Reviews and After Separation Spousal Alimony
So how do reviews differ from variations in After Separation Support Increases cases? The review threshold is much lower but if a review is to occur parties must set the ground rules.
[15] In Domitri v. Domitri, 2010 BCCA 472, Smith J.A. described reviews conducted pursuant to such orders as follows:
[39] …[T]he focus of the review hearing before the chambers judge should [be] a “reconsideration” of the respondent’s entitlement and quantum (amount and duration) of spousal support. The chambers judge [is] required to consider both these issues having in mind the guidance offered by SSAG (see Yemchuk v. Yemchuk, 2005 BCCA 406, 44 B.C.L.R. (4th) 77; Tedham v. Tedham, 2005 BCCA 502, 47 B.C.L.R. (4th) 254; Redpath v. Redpath, 2006 BCCA 338, 62 B.C.L.R. (4th) 233; and McEachern v. McEachern, 2006 BCCA 508, 62 B.C.L.R. (4th) 95).

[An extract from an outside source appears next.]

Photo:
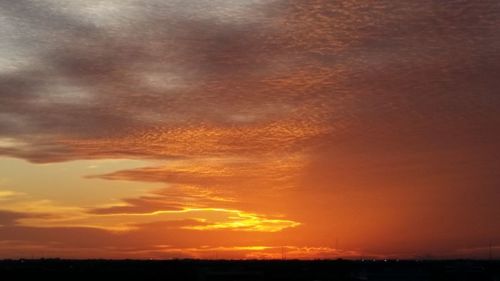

[16] The distinction between reviews and variation applications was canvassed in Jordan v. Jordan, 2011 BCCA 518:
[33] By comparison, the right to a review of a support order is created by a term or condition of an agreement (see Scott v. Scott, 2008 BCCA 457 at para. 24, McEachern v. McEachern, 2006 BCCA 508 at para. 32) or court order (see Schmidt v. Schmidt, 1999 BCCA 701 at paras. 8-9, Domirti v. Domirti, 2010 BCCA 472at paras. 32-34). A review hearing does not require a preliminary threshold finding of a change of circumstances, but the agreement or order will usually define a period of time that must pass or an event or condition that must occur before the right to a review is triggered. If the condition is met, the court moves directly into a consideration of the issue(s) to be reviewed and whether the evidence supports a change in the earlier order.
[17] The injunction to specify in s. 15.2(3) orders the criteria that will determine the outcome of the review is clearly stated Leskun v. Leskun, 2006 SCC 25 where the court wrote:
- Review orders under s. 15.2 have a useful but very limited role. As the amicus curiaepointed out, one or both parties at the time of trial may not, as yet, have the economic wherewithal even to commence recovering from the disadvantages arising from the marriage and its breakdown. Common examples are the need to establish a new residence, start a program of education, train or upgrade skills, or obtain employment. In such circumstances, judges may be tempted to attach to s. 15.2 orders a condition pursuant to s. 15.2(3) of theDivorce Act, that entitles one or other or both of the parties to return to court for a reconsideration of a specified aspect of the original order. This will properly occur when the judge does not think it appropriate that at the subsequent hearing one or other of the parties need show that a change in the condition, means, needs or other circumstances of either former spouse has occurred, as required by s. 17(4.1)of theDivorce Act.